Yes. The trail has been rebuilt and is fully operational. The 2015 event was a specific seismic occurrence, not a structural vulnerability of the terrain. New building codes apply to post-earthquake construction. The route is maintained and actively trekked.
Do I need a guide?
Yes, as of February 2025. A registered guide is mandatory for the Langtang region. Trekking independently without one is not currently permitted.
How long does the trek take?
A standard trek to Kyanjin Gompa and back takes seven to ten days from Kathmandu, including travel. The trekking portion is five to seven days. Shorter versions are possible but compress acclimatisation and don't leave much time to sit with what the valley is.
How hard is it?
Moderate.
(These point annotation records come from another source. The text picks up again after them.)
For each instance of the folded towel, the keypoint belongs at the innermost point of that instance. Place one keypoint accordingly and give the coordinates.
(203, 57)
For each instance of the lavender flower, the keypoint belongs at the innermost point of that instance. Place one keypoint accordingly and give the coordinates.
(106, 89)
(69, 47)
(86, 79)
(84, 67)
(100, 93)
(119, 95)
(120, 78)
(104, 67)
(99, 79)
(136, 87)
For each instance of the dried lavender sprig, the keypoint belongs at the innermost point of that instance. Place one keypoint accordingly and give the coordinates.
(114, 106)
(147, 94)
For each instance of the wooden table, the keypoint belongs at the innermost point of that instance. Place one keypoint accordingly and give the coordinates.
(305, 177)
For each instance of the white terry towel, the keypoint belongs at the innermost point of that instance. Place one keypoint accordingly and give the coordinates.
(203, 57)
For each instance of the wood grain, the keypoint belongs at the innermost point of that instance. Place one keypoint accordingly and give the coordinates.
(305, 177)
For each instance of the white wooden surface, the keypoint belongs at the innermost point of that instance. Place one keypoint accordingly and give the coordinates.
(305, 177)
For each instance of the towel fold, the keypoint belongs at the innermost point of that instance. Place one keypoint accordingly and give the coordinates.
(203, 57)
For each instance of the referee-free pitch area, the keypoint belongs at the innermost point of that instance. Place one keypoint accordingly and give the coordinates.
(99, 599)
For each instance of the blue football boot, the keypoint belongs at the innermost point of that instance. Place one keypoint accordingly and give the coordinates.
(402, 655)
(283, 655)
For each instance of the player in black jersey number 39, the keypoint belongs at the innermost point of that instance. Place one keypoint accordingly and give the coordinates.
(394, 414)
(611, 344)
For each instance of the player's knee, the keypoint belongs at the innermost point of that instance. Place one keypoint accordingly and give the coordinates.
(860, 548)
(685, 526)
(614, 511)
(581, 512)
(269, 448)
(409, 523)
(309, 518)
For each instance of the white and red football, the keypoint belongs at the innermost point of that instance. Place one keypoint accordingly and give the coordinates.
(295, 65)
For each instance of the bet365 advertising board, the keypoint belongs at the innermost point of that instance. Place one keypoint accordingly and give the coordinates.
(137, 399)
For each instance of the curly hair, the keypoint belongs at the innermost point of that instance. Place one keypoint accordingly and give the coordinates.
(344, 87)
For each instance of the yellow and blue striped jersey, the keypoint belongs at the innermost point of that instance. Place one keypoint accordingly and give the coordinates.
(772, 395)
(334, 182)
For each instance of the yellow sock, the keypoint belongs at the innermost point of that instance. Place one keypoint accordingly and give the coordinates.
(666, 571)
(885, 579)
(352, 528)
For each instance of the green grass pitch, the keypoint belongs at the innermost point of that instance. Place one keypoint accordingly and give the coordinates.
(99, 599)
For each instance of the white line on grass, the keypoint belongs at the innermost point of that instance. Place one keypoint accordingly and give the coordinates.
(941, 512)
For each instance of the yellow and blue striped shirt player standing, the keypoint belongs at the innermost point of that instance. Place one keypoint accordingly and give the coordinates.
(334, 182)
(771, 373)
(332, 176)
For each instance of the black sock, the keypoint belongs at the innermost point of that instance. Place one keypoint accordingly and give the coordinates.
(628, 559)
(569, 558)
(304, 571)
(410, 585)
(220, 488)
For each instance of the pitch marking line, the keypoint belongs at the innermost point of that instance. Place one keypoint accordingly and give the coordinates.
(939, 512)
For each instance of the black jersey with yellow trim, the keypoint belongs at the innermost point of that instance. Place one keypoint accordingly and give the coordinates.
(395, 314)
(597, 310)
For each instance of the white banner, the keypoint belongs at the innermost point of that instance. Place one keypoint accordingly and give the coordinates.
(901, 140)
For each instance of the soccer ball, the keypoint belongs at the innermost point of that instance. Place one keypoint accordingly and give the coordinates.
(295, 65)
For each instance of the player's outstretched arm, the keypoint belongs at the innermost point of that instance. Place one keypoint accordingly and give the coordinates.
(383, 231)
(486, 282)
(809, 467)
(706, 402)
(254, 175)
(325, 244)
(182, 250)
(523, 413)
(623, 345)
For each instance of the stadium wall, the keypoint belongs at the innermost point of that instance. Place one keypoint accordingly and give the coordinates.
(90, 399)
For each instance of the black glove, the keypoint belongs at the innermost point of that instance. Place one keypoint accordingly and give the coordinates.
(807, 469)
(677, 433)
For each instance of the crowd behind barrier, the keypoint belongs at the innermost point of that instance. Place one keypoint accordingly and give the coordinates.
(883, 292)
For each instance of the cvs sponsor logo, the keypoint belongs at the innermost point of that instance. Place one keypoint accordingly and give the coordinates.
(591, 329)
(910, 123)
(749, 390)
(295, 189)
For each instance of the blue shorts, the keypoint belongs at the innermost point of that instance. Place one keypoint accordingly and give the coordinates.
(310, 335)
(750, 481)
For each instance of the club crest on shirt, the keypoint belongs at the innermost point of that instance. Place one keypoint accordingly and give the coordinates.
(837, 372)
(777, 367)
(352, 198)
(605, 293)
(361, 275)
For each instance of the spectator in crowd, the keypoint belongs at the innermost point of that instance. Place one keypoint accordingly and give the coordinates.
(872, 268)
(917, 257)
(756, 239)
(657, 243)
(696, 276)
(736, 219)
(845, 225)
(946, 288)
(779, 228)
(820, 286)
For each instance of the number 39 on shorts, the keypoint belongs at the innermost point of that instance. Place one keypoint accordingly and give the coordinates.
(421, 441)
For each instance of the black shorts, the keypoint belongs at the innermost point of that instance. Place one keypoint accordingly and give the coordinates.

The elevation gain is gradual, the trails are well-maintained, and Kyanjin Gompa at 3,870 metres is manageable for most trekkers who ascend at a reasonable pace. The extension to Tserko Ri at 4,984 metres requires reasonable fitness. The hardest part for most people is not physical.
How many people died in Langtang in the 2015 earthquake?
The official toll is 243 (175 villagers, 27 local tourism workers, 41 foreign trekkers). Local estimates are closer to 500. Many bodies were never recovered from beneath the debris field that still covers the original village site.